The raging inflation Americans have felt through the first half of the year already has consumers bracing for pricier meals this holiday season. But analysts are warning that the bird flu outbreak in the U.S. could mean an added dose of sticker shock when people buy their Thanksgiving turkeys.
Walter Kunisch, senior commodities strategist at Hilltop Securities Commodities, told FOX Business the American consumer should be prepared.
A platter of carved Thanksgiving turkey. (Ben McCanna/Portland Press Herald via Getty Images / Getty Images)
"Looking ahead to the Thanksgiving holiday, we believe that the impacts from the latest outbreak of highly pathogenic avian influenza (HPAI) in the U.S., combined with skyrocketing production costs, have led to a declining domestic turkey flock, lower meat supplies and higher prices," Kunisch said.
The analyst points to sharply higher regional corn, soybean meal and diesel prices that have forced commercial production costs to surge and says the increasing cost of grains is contributing to the 5% decline in reported live weighs from 2021 and to lower domestic supplies.

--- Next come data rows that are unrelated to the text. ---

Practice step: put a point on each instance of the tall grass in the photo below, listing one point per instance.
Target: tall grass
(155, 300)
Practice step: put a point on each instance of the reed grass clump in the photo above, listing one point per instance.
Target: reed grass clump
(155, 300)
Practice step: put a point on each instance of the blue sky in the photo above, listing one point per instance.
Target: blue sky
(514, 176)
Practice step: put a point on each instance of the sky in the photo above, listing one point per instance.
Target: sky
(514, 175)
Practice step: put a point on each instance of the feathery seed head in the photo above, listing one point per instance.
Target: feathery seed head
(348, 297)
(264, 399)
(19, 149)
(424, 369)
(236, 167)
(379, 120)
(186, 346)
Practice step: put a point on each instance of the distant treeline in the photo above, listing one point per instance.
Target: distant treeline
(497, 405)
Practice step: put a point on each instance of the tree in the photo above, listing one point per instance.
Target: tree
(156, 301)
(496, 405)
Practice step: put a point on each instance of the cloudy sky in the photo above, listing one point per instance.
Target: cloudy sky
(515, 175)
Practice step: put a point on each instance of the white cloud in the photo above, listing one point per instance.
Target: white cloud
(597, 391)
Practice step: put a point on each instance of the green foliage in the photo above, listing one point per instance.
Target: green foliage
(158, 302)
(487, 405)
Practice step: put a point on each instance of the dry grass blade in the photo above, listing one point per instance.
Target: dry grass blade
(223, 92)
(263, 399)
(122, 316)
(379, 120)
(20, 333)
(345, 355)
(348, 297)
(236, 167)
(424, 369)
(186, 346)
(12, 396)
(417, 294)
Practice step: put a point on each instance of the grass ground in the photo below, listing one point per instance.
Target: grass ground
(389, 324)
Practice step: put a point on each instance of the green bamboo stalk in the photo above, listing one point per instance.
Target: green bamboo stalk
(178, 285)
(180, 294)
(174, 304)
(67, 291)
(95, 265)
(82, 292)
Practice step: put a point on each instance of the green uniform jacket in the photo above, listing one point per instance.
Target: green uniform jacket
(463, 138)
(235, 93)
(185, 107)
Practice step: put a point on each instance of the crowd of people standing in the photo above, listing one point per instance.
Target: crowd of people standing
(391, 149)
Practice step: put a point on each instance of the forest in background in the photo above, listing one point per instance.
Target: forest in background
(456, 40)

Turkeys inside a barn at Out Post Farm in Holliston, Mass., Nov. 11, 2021. (Jessica Rinaldi/The Boston Globe via Getty Images / Getty Images)
For perspective, Hilltop estimates that commercial turkey production costs in Minnesota, the largest turkey-producing state, have risen 18% from 2021, and it expects those costs to be passed on to the consumer.
Kunisch says the number of turkeys lost to HPAI is difficult to gauge, and the estimates have varied, but he points to the U.S. Department of Agriculture’s estimate of a 2.5% year-on-year decline in the domestic flock from 2021 as "highly credible."
A rack of turkeys (Ricky Carioti/The Washington Post / Getty Images)
"Year-to-date, 2022 turkey production is the lowest in 10 years and is running 5% below 2012 levels," Kunisch said. "The USDA’s most recent data show an alarming low level of turkeys in cold storage. With 2022 turkey production estimated at -4.3% from 2021, 2022 whole 8- to 16-pound wholesale hen prices are estimated to be 23% higher than 2021.
"With the spike in turkey prices, we believe that a decline in consumption during the holidays can occur."